Le Soudan, ancienne colonie égyptienne historiquement dépendante de son voisin, a soutenu l’initiative du Caire pour des raisons politiques mais était en réalité assez embarrassé. Le gouvernement avait même reconnu que le barrage pourrait au contraire être une protection contre les inondations qui posent de gros problèmes au Soudan.
Dans ce contexte, la partie semble définitivement perdue pour l’Égypte qui avait un temps menacé de bombarder le barrage, mais ne peut se permettre une telle riposte vis-à-vis de ses soutiens américains et israélien.
Ce barrage, parmi les plus grands au monde, aurait coûté plus de quatre milliards de dollars selon les experts. Quels bénéfices économiques l’Éthiopie espère-t-elle en tirer ?
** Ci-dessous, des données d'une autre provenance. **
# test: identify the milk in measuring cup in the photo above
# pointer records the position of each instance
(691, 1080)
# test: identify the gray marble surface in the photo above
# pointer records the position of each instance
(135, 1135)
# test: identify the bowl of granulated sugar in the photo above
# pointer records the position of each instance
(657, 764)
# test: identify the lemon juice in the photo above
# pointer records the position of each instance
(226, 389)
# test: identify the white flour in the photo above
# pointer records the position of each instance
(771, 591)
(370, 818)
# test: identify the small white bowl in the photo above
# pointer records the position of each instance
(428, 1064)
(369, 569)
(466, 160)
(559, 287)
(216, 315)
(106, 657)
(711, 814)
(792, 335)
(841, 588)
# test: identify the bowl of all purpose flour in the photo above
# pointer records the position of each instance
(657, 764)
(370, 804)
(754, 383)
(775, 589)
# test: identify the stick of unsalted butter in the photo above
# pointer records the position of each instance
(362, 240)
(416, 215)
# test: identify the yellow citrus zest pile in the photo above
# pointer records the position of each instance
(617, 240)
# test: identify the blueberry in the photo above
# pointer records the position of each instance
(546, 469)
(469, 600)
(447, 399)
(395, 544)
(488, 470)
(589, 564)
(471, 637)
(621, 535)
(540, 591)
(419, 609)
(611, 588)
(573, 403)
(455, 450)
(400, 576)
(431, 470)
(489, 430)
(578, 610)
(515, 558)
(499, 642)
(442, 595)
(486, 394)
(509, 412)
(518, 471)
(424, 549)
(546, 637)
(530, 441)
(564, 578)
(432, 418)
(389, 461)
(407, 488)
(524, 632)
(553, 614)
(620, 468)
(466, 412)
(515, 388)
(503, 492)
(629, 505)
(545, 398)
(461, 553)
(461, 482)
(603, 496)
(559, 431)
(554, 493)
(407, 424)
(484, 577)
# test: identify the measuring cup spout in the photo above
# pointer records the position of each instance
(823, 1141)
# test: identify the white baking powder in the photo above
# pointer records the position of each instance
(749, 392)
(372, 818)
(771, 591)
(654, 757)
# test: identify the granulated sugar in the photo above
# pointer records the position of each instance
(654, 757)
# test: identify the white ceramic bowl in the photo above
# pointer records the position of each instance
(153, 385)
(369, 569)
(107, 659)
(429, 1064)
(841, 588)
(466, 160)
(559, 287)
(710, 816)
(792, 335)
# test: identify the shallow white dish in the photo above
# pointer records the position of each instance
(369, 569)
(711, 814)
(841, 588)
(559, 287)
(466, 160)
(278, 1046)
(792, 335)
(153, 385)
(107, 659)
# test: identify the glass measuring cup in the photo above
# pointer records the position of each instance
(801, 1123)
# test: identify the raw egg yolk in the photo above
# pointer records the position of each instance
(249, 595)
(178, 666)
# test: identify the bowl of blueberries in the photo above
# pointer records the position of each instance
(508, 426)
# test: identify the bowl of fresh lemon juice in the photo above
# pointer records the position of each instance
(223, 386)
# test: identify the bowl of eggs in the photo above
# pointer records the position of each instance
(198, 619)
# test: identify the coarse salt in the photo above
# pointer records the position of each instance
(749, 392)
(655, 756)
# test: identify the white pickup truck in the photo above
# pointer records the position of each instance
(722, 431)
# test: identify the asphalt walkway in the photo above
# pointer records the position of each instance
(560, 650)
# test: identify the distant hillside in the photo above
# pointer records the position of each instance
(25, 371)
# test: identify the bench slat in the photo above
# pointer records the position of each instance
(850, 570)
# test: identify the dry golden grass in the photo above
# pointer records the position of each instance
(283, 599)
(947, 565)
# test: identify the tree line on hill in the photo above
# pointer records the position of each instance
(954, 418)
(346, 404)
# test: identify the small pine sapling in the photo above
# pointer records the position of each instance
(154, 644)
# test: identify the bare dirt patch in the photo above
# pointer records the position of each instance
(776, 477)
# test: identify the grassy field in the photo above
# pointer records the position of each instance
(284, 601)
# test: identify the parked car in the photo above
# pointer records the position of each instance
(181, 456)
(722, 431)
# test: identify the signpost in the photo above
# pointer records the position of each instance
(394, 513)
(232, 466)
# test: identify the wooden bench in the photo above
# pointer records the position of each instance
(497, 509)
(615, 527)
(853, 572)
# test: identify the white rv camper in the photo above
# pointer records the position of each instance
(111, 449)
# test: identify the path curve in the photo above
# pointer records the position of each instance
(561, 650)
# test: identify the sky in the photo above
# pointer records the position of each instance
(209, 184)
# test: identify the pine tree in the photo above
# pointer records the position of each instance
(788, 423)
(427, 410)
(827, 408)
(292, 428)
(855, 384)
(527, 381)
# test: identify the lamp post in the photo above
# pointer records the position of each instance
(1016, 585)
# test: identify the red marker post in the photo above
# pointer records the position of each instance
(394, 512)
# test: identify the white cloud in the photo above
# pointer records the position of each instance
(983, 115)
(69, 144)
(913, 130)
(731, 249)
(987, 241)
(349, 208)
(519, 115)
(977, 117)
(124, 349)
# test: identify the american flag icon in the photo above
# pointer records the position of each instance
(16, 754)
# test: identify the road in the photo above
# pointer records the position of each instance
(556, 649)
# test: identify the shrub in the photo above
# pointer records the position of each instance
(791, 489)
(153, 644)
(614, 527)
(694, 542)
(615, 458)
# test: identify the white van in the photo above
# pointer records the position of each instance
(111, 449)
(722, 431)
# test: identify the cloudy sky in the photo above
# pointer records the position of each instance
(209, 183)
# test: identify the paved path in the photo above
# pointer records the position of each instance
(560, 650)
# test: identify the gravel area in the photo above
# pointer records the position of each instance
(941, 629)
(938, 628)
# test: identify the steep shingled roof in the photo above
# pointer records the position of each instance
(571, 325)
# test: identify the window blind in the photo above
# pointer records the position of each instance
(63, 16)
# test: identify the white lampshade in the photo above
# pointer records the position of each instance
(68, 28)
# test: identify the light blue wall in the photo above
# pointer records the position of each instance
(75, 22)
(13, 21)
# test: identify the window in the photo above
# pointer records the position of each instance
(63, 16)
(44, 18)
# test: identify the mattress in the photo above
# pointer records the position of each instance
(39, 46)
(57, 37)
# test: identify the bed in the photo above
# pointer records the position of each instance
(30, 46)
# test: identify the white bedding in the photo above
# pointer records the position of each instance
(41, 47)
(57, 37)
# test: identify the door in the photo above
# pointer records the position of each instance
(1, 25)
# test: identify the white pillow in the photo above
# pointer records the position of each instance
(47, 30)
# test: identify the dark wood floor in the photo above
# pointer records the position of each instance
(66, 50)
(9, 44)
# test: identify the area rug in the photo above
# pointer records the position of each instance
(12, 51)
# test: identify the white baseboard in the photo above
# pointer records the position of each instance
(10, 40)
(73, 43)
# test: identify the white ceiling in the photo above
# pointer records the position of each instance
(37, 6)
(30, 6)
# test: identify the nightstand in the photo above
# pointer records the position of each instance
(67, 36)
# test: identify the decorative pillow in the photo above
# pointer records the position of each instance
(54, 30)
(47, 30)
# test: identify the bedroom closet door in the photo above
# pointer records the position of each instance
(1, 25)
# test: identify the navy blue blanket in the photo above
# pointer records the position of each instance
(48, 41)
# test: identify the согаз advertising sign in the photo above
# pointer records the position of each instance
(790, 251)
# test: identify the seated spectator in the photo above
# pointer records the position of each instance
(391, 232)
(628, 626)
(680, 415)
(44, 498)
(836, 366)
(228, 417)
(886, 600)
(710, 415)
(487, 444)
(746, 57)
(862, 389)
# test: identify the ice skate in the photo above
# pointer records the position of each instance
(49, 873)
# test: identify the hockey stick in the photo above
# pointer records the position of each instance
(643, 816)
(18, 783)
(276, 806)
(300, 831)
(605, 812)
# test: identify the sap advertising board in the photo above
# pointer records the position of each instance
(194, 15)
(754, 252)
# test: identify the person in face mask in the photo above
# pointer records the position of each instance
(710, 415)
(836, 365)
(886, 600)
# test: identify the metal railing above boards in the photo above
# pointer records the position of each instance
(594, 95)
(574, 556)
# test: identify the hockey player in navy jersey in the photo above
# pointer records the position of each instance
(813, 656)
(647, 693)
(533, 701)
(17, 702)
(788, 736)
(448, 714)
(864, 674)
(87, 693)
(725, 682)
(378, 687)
Le pays est dans une situation économique très compliquée. Il fait face à une crise d’appauvrissement des terres cultivables du fait d’une surexploitation des sols, liée à la très forte croissance démographique avec une population qui atteint aujourd'hui 115 millions d’habitants.
Jusqu’ici les principaux investissements étrangers dans l’économie concernaient l’emploi de main-d'œuvre dans l’industrie textile qui, encore moins cher qu’au Bengladesh, figure parmi les plus rentables au monde. Son commerce extérieur demeure très pauvre et se limite principalement aux exportations de fleurs et de café et à l’importation de produits pétroliers.
Dans ce contexte, l’exploitation du barrage représente une manne financière énorme à l’échelle du continent, dont l’approvisionnement en électricité est largement insuffisant, mais également à l’échelle du monde, avec notamment la Chine, principal partenaire économique de l’Éthiopie. Elle a accepté de préfinancer le barrage et compte beaucoup sur les exportations éthiopiennes.
La guerre entre le gouvernement central et les rebelles tigréens du nord perdure depuis plus d'un an. Le Premier ministre a récemment mis fin à l’état d’urgence, libéré des prisonniers et accepté la mise en place d’un dialogue national. Le barrage, désormais fonctionnel, peut-il favoriser une résolution du conflit ?
Le barrage de la Renaissance a été initié par l’ancien Premier ministre et dirigeant du Front de libération du peuple du Tigré, Meles Zenawi. Ce dernier avait alors présenté ce projet comme une opportunité économique majeure qui permettrait de mettre fin, une fois pour toute, aux conflits interethniques pour unifier le pays. Cette approche nationaliste avait suscité un engouement très fort de la population qui a largement été mise à contribution.
Le projet a été financé en partie par le biais de taxes sur le salaire des fonctionnaires ainsi que par des collectes qui ont connu un grand succès. Certains Éthiopiens sont allés jusqu’à céder leurs biens et donner leurs bijoux de famille pour y participer. Car l’Éthiopie a beau être une nation pluriethnique attachée à la diversité, le sentiment nationaliste y est extrêmement fort.
Aujourd’hui, la mise en service du barrage donne l’impression qu’Abiy Ahmed a gagné face aux Tigréens puisqu’il est parvenu à faire aboutir le projet. Cette avancée économique majeure lui permet de reléguer le conflit avec le TPLF en crise régionale, mais en réalité elle ne suffira pas à réunifier le pays. L’accomplissement de ce vieux mythe éthiopien par le progrès économique paraissait jouable en 2011 lorsque le TPLF était au pouvoir. Mais pour mener la guerre contre les Tigréens, Abiy Ahmed, qui n’avait pas réellement d’armée, a instrumentalisé les divisions ethniques.
Aujourd’hui il a totalement perdu le contrôle de ce conflit qui ne pourra se régler par une simple déclaration de victoire ou un cessez-le-feu. La question désormais est de savoir à quoi va servir le barrage. Car outre le risque de sabotage lié au conflit, la bonne exploitation de cet outil nécessite des investissements massifs étrangers qui risquent d’être remis en question dans un contexte de guerre généralisée.